Quand il fallu construire l’étang, je n’avais, malgré les plans et les coupes détaillées, aucune idée de la manière de m’y prendre. Quand les pierres sont tombées de la benne basculante, que le camion s’est avancé, laissant sur le sol des massifs entassés... je ne savais plus ce que je voulais faire. Nanar, alias Bernard, du haut de sa pelleteuse, m’a interrogé d’un signe de la tête qui signifiait « je la mets où la première ? » qu’il tenait dans son godet. Alors nous avons posé des pierres les unes après les autres, d’abord aux 4 coins cardinaux. Pourquoi ? Pour rien, comme ça. Puis nous avons placé pierre par pierre, les choisissant dans les tas en fonction de la précédente et en prévoyant un peu la suivante.

Je montrais à Nanar l’emplacement que je souhaitais en m’y mettant, les bras écartés, indiquant la hauteur, l’inclinaison, la direction des faces... Il laissait tomber le bloc dès que j’ai sauté sur une pierre à côté. Alors il laissait tomber la pierre près avoir éventuellement creusé ou remblayé un peu avec de la terre, il tapait dessus pour l’enfoncer ou il la poussait, la tirait, ou la re-soulevait et la renfonçait... jusqu’au moment où je lui faisais signe d’arrêter. On engageait alors quelques ajustements jusqu’à avoir trouvé la bonne position, sinon on remplaçait la pierre par une autre plus appropriée. Appropriée à quoi ? Simplement à cet assemblage que nous mettions en œuvre comme si nous en faisions organiquement partie.

J’avoue que le premières poses m’inquiétaient (il y a tellement d’enrochements qui ne ressemblent qu’à des tas de pierres) mais très vite la mise en place s’est imposée d’elle même, je la guidais seulement. Les principes que j’appliquais étaient assez basiques : toujours respecter l’horizontalité, observer les faces et les implanter en fonction de vues lointaines, comme si chaque pierre était vue par une autre de l’autre rive. Cela m’obligeait à courir autour de l’étang pour vérifier ces vis-à-vis. Aujourd’hui, je serai incapable de me rappeler de toutes ces relations qui construisirent l’ensemble, pas à pas. Cela n’a pas d’importance parce que maintenant « ça marche ».

Perché sur une des pierres, je sautais à la moindre secousse, vibrant autant que les massifs frappés, dans l’odeur très particulière du frottement des mâchoires d’acier sur le calcaire, une senteur de silex. La puissance de sa machine, le bruit de son moteur, les cliquetis des chenilles, les chocs des massifs, leurs poids, les vibrations et cette odeur de silex... sous un soleil de plomb, dans les nuages de poussières que dégageaient les différents mouvements de terre qui nous asséchaient la gorge en nous aveuglant... rendaient l’expérience excitante.

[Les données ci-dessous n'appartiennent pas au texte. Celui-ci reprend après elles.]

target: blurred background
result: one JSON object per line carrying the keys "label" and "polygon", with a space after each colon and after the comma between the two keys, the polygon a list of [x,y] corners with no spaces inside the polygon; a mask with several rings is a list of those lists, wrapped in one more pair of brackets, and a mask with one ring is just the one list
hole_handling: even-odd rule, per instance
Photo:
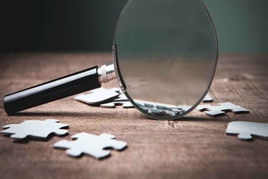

Après avoir positionné 4 points, nous commençâmes à placer toutes les autres pierres, progressivement, lentement mais surement. Je dis à Nanar qui me demandait ce qui guidait mon choix des implantations qu’il fallait que nous réussissions à « asseoir le dragon ». « Le dragon ? », « Oui, le vide... » lui répondis-je en lui montrant de la main son mouvement depuis le haut de la prairie jusqu’à notre grande flaque d’eau. « Il faut qu’il puisse se reposer. ». Il hocha la tête d’un air entendu. Au chef de chantier qui s’était approché pour s’enquérir de la bonne tenue de la démarche, j’ai cru l’entendre répondre quelque chose comme : « ... c’est pour le dragon... ». L’autre opina du chef et nous laissa à nous même pendant les 4 jours de montage.

Ces pierres sont venues d’une carrière où je suis allé les choisir, non pas une à une mais en expliquant ce que je cherchais : plates, des très grosses, des moins grosses, des couleurs variées. Nous avons observé les bancs d’où elles seraient extraites. En partant, je remarquais des pierres qui marquaient l’entrée de la carrière, elles étaient moussues, je les réclamais. « Elles ne sont pas trop vieilles ? », « Non, elles sont à point ! ». J’aurais bien reconstitué l’ensemble qu’elles créaient mais, arrivées dans des camions différents, ce ne fut pas possible. Ce n’était pas très important non plus car beaucoup d’autres raisons d’implanter les pierres nous ont guidées.

L’étang est né de l’évidence de recueillir les eaux pluviales et les eaux de source au point le plus bas avant le passage sous le talus de l’ancienne voie ferrée devenue un sentier de promenade. J’avais envie que l’on puisse voir cette eau, que l’on puisse jouir de sa présence. C’est peut-être un atavisme qui remonte à mon obsession de toujours revenir auprès de l’étang du Puy Chaumartin dans la ferme de mon grand oncle. J’aimais cet endroit pour son calme, son mélange d’ombre et de rayons de soleil, son vide, comme un silence dans l’agitation du monde. Plus tard, les étangs des jardins de Kyoto m’ont touché profondément pour la précision de la subtilité des agencements des pierres qui construisent le naturel des rives. Cet étang est donc peut-être inspiré du Limousin et de Kyoto ?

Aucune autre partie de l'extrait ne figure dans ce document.